The university completed details of Meyer's contract and released it on Monday. The school's board of trustees is expected to approve it later in the week.
The deal runs through the 2017 season and keeps the Buckeyes football coach among the top five nationally in compensation. Meyer was hired last November to rebuild the program, which got a one-year bowl ban for NCAA rules violations under former coach Jim Tressel.
Meyer's contract guarantees him at least $4 million annually — up from Tressel's $3.8 million — with a chance to make significantly more through bonuses, youth camps and other compensation. It includes perks common for football coaches at major universities — golf club membership, car stipends, tickets and a suite for home football games, use of private jets for recruiting and personal trips.
Meyer will get more than twice as much in guaranteed money as Ohio State President Gordon Gee, who is one of the best-compensated university presidents.
One main difference from Tressel's deal: Meyer's contract goes into greater detail about what he must do if he becomes aware there is a potential violation of NCAA rules.
"Given the circumstances we had, we felt it was important to put provisions in there to make sure the right safeguards are in place on both sides," said athletic director Gene Smith in a phone interview. "That's been strengthened and beefed up."
Meyer and his son, Nate, threw out the first pitch Monday night at Cleveland's Progressive Field, where the Indians were hosting the Cincinnati Reds.
"I really don't look at the contract," he said after taking a few swings in the indoor batting cages before the game. "I had my attorney look at it. I just don't deal with that or how it compares to other contracts across the country, so I never looked at it. We talked through it and I'm OK with it."
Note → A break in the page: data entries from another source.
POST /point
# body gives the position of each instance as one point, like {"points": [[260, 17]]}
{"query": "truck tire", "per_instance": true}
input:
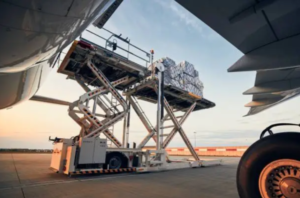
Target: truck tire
{"points": [[116, 160], [271, 168]]}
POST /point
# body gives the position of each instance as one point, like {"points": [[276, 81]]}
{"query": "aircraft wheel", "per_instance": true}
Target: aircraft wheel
{"points": [[271, 168]]}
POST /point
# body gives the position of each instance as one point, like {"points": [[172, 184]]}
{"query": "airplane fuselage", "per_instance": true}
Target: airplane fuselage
{"points": [[32, 34]]}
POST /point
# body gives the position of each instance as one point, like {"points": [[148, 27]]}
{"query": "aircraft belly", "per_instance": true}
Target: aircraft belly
{"points": [[20, 86]]}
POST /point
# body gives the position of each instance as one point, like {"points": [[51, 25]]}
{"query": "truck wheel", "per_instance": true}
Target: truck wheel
{"points": [[116, 160], [271, 168]]}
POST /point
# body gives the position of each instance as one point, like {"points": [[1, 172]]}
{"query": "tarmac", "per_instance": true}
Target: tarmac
{"points": [[28, 175]]}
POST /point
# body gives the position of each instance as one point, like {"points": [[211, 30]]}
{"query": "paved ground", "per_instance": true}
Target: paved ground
{"points": [[27, 175]]}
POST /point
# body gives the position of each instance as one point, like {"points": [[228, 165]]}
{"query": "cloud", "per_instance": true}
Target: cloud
{"points": [[183, 15]]}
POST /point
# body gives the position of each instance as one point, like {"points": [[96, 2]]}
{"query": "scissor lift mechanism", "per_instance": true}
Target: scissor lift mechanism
{"points": [[93, 65]]}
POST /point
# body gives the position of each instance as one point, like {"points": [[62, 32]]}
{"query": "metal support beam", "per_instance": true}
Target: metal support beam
{"points": [[181, 131], [99, 102], [181, 121]]}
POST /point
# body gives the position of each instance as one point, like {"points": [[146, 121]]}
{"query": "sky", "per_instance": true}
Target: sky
{"points": [[171, 31]]}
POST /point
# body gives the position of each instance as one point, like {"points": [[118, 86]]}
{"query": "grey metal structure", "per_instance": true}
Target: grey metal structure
{"points": [[92, 65], [268, 33]]}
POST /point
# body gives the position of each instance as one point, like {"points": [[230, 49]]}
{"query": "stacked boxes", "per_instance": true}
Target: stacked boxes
{"points": [[182, 75]]}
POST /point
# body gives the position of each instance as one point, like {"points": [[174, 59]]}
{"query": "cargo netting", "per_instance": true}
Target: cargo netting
{"points": [[182, 75]]}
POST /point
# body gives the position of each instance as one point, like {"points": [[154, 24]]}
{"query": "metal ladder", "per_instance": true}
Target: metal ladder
{"points": [[90, 123]]}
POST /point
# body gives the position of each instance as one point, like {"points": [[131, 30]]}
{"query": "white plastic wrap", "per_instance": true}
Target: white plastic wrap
{"points": [[182, 75]]}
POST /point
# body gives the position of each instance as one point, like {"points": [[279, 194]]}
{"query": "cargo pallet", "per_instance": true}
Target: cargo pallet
{"points": [[89, 65]]}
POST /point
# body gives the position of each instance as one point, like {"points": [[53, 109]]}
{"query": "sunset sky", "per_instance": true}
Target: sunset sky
{"points": [[171, 31]]}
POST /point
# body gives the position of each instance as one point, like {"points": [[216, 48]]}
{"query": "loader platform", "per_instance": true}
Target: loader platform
{"points": [[113, 65]]}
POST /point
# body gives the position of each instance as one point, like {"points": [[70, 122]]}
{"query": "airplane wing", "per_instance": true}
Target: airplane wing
{"points": [[268, 33]]}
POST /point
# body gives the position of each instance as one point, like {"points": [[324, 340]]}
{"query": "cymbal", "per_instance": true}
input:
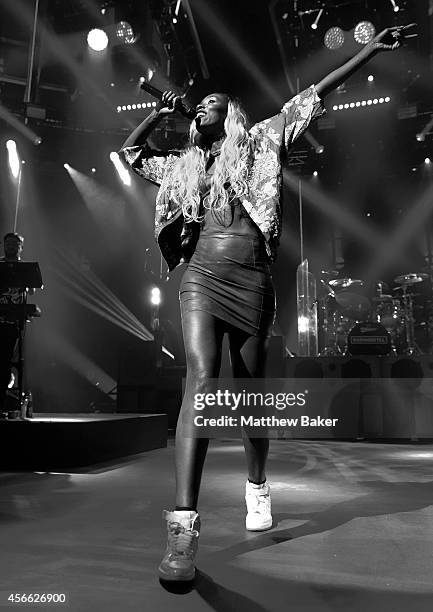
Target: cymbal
{"points": [[385, 297], [410, 279], [344, 283], [329, 273], [352, 302]]}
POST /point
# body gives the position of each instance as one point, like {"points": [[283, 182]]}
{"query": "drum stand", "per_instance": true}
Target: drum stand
{"points": [[331, 348], [412, 348]]}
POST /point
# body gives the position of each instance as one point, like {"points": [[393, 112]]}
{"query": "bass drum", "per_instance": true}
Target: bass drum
{"points": [[369, 338]]}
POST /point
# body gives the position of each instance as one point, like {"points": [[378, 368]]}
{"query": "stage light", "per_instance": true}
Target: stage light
{"points": [[97, 39], [364, 32], [155, 296], [125, 33], [316, 21], [303, 324], [361, 103], [11, 381], [13, 158], [121, 170], [334, 38]]}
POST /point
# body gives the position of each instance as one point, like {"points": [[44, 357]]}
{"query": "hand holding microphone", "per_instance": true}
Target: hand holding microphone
{"points": [[169, 102]]}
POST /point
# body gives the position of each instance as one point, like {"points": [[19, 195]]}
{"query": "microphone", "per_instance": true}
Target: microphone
{"points": [[186, 111]]}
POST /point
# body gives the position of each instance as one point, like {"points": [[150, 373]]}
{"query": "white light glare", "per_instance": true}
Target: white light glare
{"points": [[14, 160], [364, 32], [97, 39], [121, 170], [303, 324], [155, 296]]}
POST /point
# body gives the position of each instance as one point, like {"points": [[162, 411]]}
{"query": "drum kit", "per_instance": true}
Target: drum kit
{"points": [[351, 322]]}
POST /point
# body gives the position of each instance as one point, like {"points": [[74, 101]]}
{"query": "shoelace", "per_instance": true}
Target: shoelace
{"points": [[258, 499], [182, 539]]}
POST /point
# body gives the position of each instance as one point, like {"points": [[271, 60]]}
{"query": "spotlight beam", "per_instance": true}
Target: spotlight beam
{"points": [[229, 41], [409, 226], [9, 118], [103, 295], [340, 215], [21, 11]]}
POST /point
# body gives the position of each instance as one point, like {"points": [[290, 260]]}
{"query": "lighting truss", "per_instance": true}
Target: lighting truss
{"points": [[362, 103], [135, 106]]}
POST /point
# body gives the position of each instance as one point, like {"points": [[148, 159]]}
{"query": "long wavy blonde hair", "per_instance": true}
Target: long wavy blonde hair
{"points": [[229, 180]]}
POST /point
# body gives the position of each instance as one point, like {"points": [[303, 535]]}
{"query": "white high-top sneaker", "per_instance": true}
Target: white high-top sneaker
{"points": [[258, 499], [183, 528]]}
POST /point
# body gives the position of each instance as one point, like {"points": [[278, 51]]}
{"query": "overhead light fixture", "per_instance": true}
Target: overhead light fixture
{"points": [[97, 39], [125, 33], [364, 32], [362, 103], [334, 38]]}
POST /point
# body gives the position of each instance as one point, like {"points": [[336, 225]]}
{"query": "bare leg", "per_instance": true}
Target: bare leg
{"points": [[203, 336], [248, 357]]}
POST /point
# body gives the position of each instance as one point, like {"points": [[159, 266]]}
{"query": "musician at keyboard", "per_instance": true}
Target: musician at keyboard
{"points": [[13, 246]]}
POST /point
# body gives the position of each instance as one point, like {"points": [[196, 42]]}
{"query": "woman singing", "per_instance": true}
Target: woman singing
{"points": [[218, 208]]}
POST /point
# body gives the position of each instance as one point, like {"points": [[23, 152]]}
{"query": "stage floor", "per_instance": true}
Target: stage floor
{"points": [[353, 531]]}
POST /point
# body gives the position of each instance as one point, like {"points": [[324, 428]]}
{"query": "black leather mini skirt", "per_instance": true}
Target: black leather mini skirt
{"points": [[229, 277]]}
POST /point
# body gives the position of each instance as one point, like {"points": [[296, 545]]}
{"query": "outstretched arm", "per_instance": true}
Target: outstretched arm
{"points": [[388, 40]]}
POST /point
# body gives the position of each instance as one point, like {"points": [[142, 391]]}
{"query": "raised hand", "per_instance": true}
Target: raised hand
{"points": [[391, 39], [170, 103]]}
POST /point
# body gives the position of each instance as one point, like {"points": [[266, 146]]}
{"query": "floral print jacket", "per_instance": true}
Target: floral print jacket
{"points": [[272, 138]]}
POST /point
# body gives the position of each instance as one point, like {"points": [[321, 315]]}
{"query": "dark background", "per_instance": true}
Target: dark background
{"points": [[367, 213]]}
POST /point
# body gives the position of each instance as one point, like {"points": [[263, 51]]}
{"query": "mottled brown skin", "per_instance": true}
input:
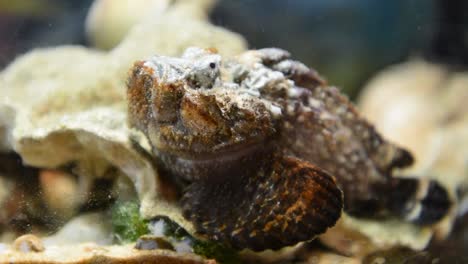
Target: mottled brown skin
{"points": [[259, 178]]}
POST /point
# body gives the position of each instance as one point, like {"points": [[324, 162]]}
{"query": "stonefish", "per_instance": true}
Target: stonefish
{"points": [[266, 154]]}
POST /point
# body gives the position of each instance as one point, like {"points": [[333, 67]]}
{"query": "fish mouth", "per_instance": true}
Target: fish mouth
{"points": [[217, 165]]}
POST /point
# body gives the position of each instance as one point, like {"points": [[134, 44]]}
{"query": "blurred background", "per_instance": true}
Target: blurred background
{"points": [[347, 41]]}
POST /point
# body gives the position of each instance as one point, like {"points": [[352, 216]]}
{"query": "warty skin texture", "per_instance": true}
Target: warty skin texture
{"points": [[260, 147]]}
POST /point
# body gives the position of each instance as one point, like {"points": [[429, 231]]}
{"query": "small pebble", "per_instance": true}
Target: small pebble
{"points": [[28, 243]]}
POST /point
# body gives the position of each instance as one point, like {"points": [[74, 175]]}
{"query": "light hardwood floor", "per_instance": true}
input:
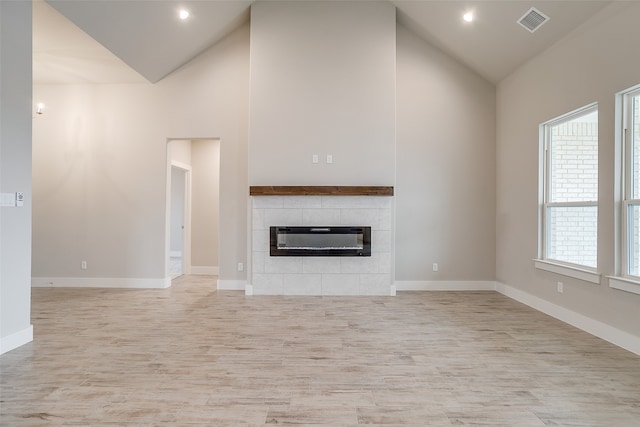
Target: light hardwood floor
{"points": [[189, 355]]}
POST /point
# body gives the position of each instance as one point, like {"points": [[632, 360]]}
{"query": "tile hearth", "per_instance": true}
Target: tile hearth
{"points": [[322, 275]]}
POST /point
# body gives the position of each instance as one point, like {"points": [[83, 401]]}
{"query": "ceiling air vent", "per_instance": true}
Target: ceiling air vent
{"points": [[533, 19]]}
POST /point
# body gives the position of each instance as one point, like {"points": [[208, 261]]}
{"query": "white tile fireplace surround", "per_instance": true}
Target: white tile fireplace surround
{"points": [[323, 275]]}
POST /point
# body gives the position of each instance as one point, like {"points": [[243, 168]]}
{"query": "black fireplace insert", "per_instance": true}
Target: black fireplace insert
{"points": [[320, 241]]}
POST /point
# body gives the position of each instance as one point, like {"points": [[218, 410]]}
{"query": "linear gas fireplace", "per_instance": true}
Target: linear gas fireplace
{"points": [[320, 241]]}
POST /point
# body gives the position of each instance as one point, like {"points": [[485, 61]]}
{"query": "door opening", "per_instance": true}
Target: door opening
{"points": [[193, 176]]}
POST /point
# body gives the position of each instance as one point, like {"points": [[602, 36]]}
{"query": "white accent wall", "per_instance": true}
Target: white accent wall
{"points": [[16, 109], [322, 82]]}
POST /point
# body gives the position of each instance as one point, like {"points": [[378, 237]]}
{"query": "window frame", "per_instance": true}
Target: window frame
{"points": [[544, 262], [627, 199]]}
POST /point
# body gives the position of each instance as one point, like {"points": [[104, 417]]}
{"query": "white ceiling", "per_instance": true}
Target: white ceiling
{"points": [[146, 35]]}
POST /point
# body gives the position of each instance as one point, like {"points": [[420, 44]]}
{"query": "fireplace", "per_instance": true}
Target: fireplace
{"points": [[363, 214], [320, 241]]}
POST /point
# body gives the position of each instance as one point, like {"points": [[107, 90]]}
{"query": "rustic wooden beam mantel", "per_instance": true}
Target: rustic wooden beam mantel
{"points": [[305, 190]]}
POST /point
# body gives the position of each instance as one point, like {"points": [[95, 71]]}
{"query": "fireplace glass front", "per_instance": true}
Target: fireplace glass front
{"points": [[320, 241]]}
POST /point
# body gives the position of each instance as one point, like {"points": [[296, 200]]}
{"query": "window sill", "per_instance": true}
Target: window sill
{"points": [[566, 270], [625, 284]]}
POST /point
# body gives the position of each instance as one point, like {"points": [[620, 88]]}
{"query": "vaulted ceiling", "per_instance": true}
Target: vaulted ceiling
{"points": [[107, 41]]}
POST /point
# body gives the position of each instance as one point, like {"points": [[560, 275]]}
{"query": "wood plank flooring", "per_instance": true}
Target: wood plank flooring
{"points": [[190, 355]]}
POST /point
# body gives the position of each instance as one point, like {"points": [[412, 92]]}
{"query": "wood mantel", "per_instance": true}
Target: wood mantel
{"points": [[305, 190]]}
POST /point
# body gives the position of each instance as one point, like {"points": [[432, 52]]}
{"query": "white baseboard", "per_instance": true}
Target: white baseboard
{"points": [[16, 339], [205, 271], [100, 282], [231, 285], [601, 330], [444, 285]]}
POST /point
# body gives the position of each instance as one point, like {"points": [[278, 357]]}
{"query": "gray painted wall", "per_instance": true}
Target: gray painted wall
{"points": [[592, 64], [100, 166], [445, 203]]}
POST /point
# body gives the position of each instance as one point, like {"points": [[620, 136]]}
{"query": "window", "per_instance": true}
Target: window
{"points": [[631, 183], [569, 189]]}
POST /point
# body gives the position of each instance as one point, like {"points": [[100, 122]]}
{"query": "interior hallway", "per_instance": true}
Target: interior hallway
{"points": [[190, 355]]}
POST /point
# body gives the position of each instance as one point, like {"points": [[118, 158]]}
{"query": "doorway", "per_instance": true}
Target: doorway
{"points": [[180, 190], [193, 176]]}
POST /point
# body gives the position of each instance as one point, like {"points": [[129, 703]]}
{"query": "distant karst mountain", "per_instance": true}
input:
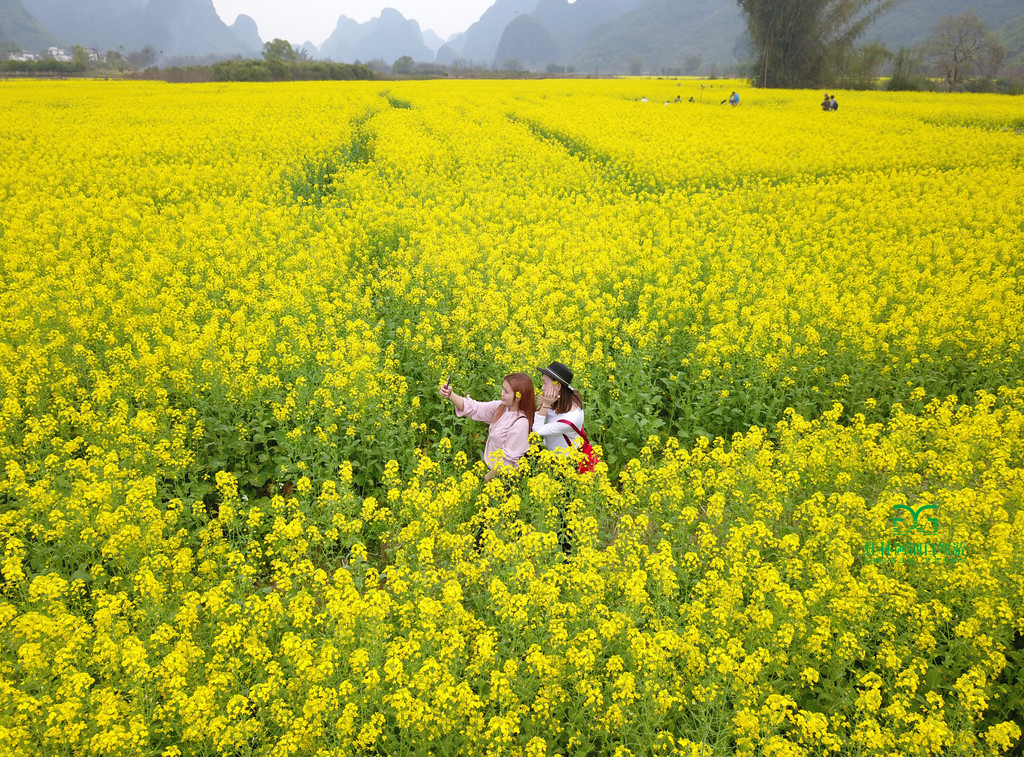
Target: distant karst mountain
{"points": [[174, 28], [665, 34], [387, 37], [526, 42], [188, 28], [607, 36]]}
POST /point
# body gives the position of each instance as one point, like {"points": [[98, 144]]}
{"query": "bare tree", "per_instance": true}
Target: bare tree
{"points": [[962, 46]]}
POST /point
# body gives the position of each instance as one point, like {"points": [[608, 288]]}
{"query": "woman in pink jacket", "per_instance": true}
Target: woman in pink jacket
{"points": [[510, 418]]}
Tressel was forced out because he didn't tell anyone that he received a tip about some players violating NCAA rules. The NCAA gave Ohio State a bowl ban for this season as a result of violations that included eight players taking $14,000 in cash and tattoos in exchange for jerseys, rings and other memorabilia.
Meyer's contract provides more specifics on how he is expected to handle a possible violation.
"It's more the message than anything, to make sure that he's communicative, does the right paperwork, makes the right decisions," Smith said. "It's more tying that down."
His 30-page contract provides base salaries of $700,000; a one-time "transition" payment of $250,000; annual contributions of $40,000 to a defined contribution plan; $1,850,000 annually for media responsibilities, including radio and television shows; and $1.4 million annually as part of the school's contract with Nike.
He'll get a $1,200 monthly stipend toward two cars. Meyer also gets full membership and monthly dues at a Columbus-area golf club paid by the school. The contract provides 12 tickets for the lower bowl for each home football game, plus use of a suite for his family and friends, and parking passes.
Meyer gets a private jet when he goes on recruiting trips or school business more than 200 miles from campus. He can also use a private jet on the school's tab for 35 hours each year.
The deal includes employment bonuses of $450,000 in 2014, $750,000 in 2016 and $1.2 million when the deal ends after the 2018 season.
Even though Ohio State can't go to a bowl game this season because of rule violations under Tressel, Meyer can still earn a bowl bonus.